Early Remark about Applet security

S

Stefan Ram

Patrick Naughton was an engineer on the Oak-Project, and in
or before 1995 he said this with when discussing Java applets:

»The only thing it doesn't have that matters is security.
That's its Achilles' heel -- it's gonna kill 'em.«

Did he foresee the end of Applets already in 1995?

No - his remark was addressed at VB/VBA as a programming
language for the web (comparing it to Java). It is somewhat
ironic that during the last few years it were exactly the
security problems that have killed not VB/VBA on the web,
but Java applets. (The classic VB was »killed« by Microsoft,
when they wanted to enforce VB.net.)

In any way, this shows that already in 1995 some people at
Sun were aware of the critical impact that security problems
might have on web technologies such as applets. So awareness
of the importance of applet security is not something new.
 
M

markspace

It is somewhat
ironic that during the last few years it were exactly the
security problems that have killed not VB/VBA on the web,
but Java applets. (The classic VB was »killed« by Microsoft,
when they wanted to enforce VB.net.)

Is there any VB/VBA applets left on the web? Or did I misunderstand
your question?

Same question for .Net: What .Net applets do you see?

Maybe it's just the websites that I happen to visit, but I never see a
..Net applet, and I do occasionally see a Java applet.
 
S

Stefan Ram

markspace said:
Is there any VB/VBA applets left on the web?

In 1995 Microsoft announced a »Blackbird« tool for 1996 with a
Blackbird Viewer for Windows to support OLE controls written in
VB 4.0 »as alternatives to Java applets«. At that time, this was
regarded as a serious thread for Java applets.
 
A

Arne Vajhøj

Patrick Naughton was an engineer on the Oak-Project, and in
or before 1995 he said this with when discussing Java applets:

»The only thing it doesn't have that matters is security.
That's its Achilles' heel -- it's gonna kill 'em.«

Did he foresee the end of Applets already in 1995?

No - his remark was addressed at VB/VBA as a programming
language for the web (comparing it to Java). It is somewhat
ironic that during the last few years it were exactly the
security problems that have killed not VB/VBA on the web,
but Java applets. (The classic VB was »killed« by Microsoft,
when they wanted to enforce VB.net.)

In any way, this shows that already in 1995 some people at
Sun were aware of the critical impact that security problems
might have on web technologies such as applets. So awareness
of the importance of applet security is not something new.

Applet usage declined more than 10 years ago - not for security reasons,
but due to lack of competitiveness with Flash.

VB and VBA were never web languages. VB was for desktop apps. VBA was
for Office.

VBS was used on the web. Both client side and server side.

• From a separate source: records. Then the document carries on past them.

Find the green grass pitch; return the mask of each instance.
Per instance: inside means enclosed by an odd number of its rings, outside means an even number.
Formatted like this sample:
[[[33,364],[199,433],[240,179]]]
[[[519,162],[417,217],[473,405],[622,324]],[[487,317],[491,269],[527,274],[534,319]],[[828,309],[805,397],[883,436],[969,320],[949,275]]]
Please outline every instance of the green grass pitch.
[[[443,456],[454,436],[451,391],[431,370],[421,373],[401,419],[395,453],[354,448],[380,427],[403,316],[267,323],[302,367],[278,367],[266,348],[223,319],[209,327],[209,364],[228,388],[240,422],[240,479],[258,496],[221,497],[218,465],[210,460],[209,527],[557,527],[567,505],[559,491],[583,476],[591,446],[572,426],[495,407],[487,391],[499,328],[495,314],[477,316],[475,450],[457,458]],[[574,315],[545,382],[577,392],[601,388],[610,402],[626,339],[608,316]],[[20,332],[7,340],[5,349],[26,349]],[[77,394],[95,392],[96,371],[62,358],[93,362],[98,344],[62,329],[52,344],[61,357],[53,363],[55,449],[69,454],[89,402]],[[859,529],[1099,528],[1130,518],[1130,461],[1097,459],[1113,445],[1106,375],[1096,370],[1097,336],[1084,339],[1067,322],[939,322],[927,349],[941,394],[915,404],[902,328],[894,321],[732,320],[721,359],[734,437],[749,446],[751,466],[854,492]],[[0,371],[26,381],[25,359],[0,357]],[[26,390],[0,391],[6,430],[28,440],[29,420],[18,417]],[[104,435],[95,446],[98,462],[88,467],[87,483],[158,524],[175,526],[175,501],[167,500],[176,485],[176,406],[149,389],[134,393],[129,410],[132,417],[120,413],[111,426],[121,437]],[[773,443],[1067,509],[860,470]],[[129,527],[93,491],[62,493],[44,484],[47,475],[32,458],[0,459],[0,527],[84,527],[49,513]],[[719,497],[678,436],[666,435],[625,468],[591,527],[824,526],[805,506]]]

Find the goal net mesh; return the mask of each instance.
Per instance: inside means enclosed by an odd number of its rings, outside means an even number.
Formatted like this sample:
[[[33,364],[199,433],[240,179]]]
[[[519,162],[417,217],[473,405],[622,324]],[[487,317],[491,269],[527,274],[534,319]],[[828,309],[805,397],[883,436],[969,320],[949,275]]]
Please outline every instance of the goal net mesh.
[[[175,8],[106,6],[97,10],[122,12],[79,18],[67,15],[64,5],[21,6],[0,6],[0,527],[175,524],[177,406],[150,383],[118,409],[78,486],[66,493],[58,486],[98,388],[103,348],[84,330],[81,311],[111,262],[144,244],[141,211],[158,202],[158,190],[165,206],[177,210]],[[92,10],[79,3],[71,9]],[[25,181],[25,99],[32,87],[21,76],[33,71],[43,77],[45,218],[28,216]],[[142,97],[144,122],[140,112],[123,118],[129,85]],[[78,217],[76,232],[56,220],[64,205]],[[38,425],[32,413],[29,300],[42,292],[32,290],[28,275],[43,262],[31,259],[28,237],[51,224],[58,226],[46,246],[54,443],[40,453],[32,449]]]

VBS client side was IE only and dropped for JavaScript that all
browsers supported.

VBS server side disappeared when ASP.NET replaced ASP (actually
there are still a good chunk of ASP/VBS around).

Arne
 
A

Arne Vajhøj

Is there any VB/VBA applets left on the web? Or did I misunderstand
your question?

Same question for .Net: What .Net applets do you see?

Maybe it's just the websites that I happen to visit, but I never see a
.Net applet, and I do occasionally see a Java applet.

The .NET equivalent of a Java applet is really SilverLigth.

And that is still used some places. Probably more than Java applets. Its
usage is declining though because MS has jumped on the "HTML5"
train.

There were also an earlier attempt to make .NET Win Forms
controls hosted in a browser, but that never took off in any way.

Arne
 
A

Arne Vajhøj

In 1995 Microsoft announced a »Blackbird« tool for 1996 with a
Blackbird Viewer for Windows to support OLE controls written in
VB 4.0 »as alternatives to Java applets«. At that time, this was
regarded as a serious thread for Java applets.

IE has always supported ActiveX controls, but those are somewhat
different from Java applets.

The idea in Java applets was security and no access to PC (with an
option to enable privs).

ActiveX controls in IE was getting full access (I think they can be
sandboxed with Vista and newer) and in that sense was more a browser
extension than an applet.

Actually I believe that Java plugin for IE is an ActiveX control.